Yoga nidra also includes visualization sequences that help us uncover fantasies associated with fat and thin. The instructions go something like this:

'Imagine yourself getting fatter. You are now very, very fat. What does it feel like?

Now imagine all your fat peeling away or melting away...You are as thin as you might ever like to be...Try to experience thinness. How does it feel? Try to get in touch with all your feelings, positive...and negative.'

These fantasy exercises can also be used to heighten awareness whenever you feel the impulse to eat. Close your eyes and ask yourself, 'What kind of physical sensation do I have? How can I best satisfy it? Do I want something crunchy, salty, chewy, moist, sweet? Do I want chocolate? Let me imagine myself eating some. No, that's not it...Do I want cake?' In this way you can find food that fits the mood and cat as much as your body wants. Taste every mouthful.

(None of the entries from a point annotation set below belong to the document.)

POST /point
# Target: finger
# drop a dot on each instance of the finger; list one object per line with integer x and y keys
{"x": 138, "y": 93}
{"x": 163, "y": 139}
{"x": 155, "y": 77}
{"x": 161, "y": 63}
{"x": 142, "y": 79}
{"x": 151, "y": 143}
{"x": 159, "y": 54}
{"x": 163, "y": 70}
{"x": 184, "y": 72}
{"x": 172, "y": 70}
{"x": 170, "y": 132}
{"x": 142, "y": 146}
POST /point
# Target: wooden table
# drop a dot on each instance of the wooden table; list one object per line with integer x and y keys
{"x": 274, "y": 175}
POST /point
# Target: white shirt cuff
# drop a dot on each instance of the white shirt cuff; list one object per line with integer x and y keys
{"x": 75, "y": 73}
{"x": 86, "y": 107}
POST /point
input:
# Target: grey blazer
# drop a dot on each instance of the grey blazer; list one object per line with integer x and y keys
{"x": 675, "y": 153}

As you learn through yoga to trust internal cues, sometimes you will be surprised to find that it isn't food at all that you want. You might be wanting a nap, a walk, to relax. Food as a substitute would leave you hungry.

Yoga enables us to experience the body as self-regulating mechanism. It also fosters self-acceptance and reliance on your own sense of self. You begin to see yourself as a 'normal' person, and then you can eat like a normal person - without guilt. You begin to eat when you are really hungry, eating enough to satisfy and eating whatever food you really want.

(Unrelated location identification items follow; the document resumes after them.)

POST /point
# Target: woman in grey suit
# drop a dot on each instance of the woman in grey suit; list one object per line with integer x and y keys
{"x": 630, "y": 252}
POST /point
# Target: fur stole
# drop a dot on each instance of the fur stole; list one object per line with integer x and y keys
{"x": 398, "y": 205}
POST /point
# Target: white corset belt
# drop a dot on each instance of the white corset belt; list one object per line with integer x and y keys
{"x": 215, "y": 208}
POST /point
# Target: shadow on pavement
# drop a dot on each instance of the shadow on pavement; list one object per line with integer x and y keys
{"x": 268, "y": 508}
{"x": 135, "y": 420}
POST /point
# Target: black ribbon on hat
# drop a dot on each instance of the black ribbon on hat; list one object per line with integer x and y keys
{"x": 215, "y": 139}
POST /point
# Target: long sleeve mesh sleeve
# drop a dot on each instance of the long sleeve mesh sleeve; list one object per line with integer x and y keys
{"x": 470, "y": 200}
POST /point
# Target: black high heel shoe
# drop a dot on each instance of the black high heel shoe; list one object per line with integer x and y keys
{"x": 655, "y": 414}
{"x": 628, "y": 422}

For the general health of any aspirant, fat or thin, yoga recommends a balanced diet in accordance with the principles outlined in Yoga Nov. and Dec. 1977. A regime of whole foods, as unprocessed as possible, ensures that the body has all the vital nutrients for health. Fad diets are deficient in certain elements and in its efforts to compensate, the body's metabolism becomes unbalanced. One-food diets and extremely low-calorie diets are only a temporary measure, and do not establish permanent, healthy food habits. A normal, balanced diet of whole foods is a diet for life, an eating pattern that will serve for all our days. Eat what you like and eat a little of everything - even the so-called 'forbidden fruits' like chocolate, sweets and cake. The key is to eat a little of these things. It's not the occasional feast that puts on weight, but the day by day over indulgence. On a balanced diet you'll find you're eating less and enjoying it more.

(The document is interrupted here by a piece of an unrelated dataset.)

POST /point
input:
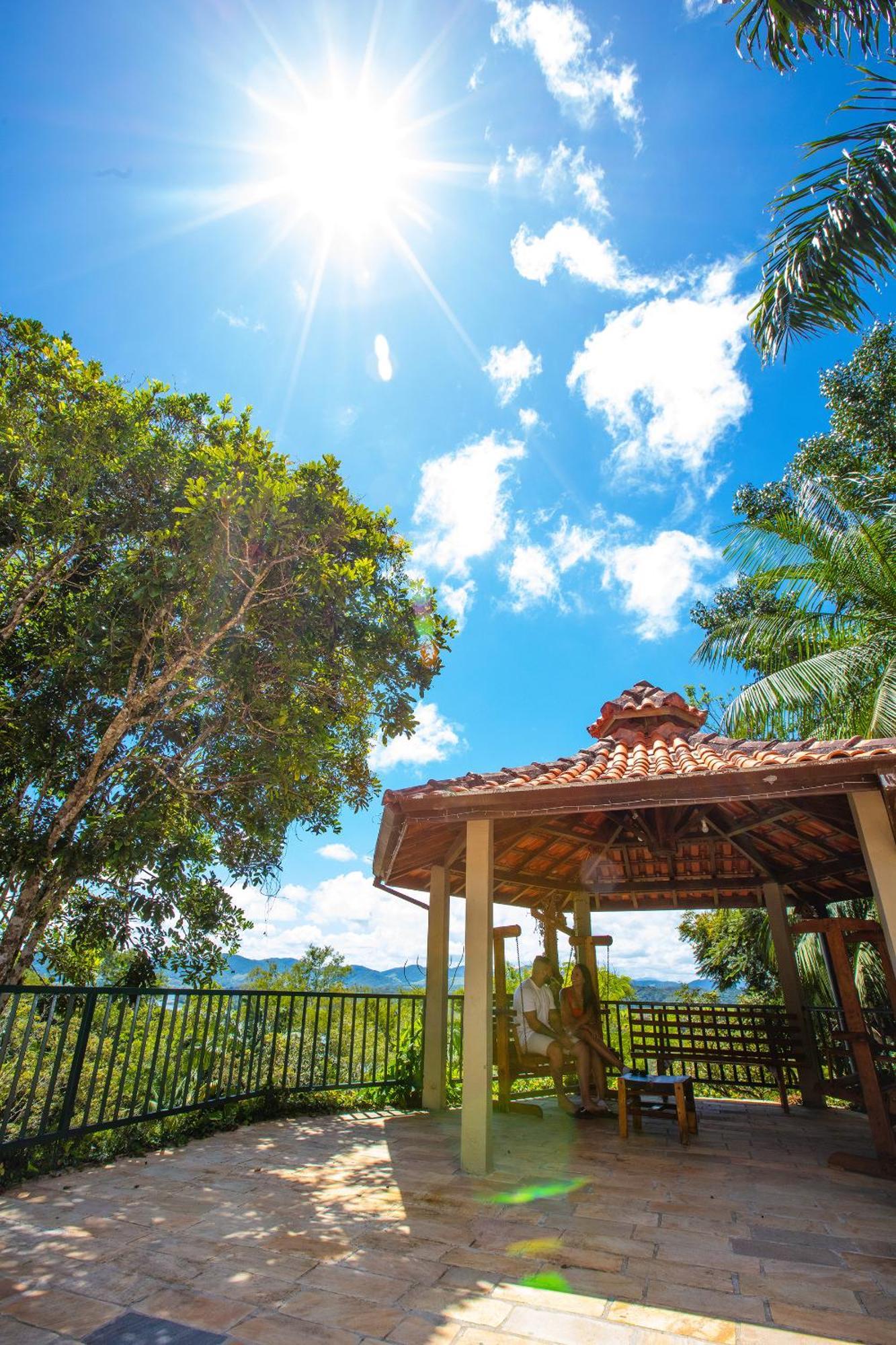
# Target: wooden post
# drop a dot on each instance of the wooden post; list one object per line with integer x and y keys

Yogic eating also involves regular servings at two meals a day. Through awareness and observation find the amount of food that satisfies you physically and psychically and stick to it. Even if it seems a lot when all put together, eat what you need. Then eat the same amount regularly. Of course, you will overeat sometimes, but this despairing greed will become less and less frequent. If you overeat at one meal, avoid the guilty temptation to skip the next; it will only throw you further out of balance. Regular eating stabilizes metabolism. Your body comes to know how much food to expect, and body temperature and activity level automatically adjust to burn up all the food consumed. You will be less inclined to eat between meals because body rhythms and hunger eventually coincide with meal times. Any gnawing sensations between meals are then more easily recognized as anxiety rather than hunger, soothed by relaxation exercises rather than a raid on the refrigerator. If you do your practices regularly and adopt these recommendations, you will train body and mind and regulate metabolism. Your weight will spontaneously balance out over time, without heartache.

Weight reduction is not the aim of yoga. Just the same, when you practice yoga your body naturally comes down to the ideal weight for maximum health and happiness. It takes time - five months to five years- but you did not get fat overnight and you will not get thin overnight either.

Yoga does not aim to reduce fat, but to reduce spiritual ignorance and all forms of suffering. The goal of yoga is not to make the body light, but to enlighten the mind. If you keep this before you always then your body will cease to be a burden and will serve you as the vehicle for flight into highest consciousness.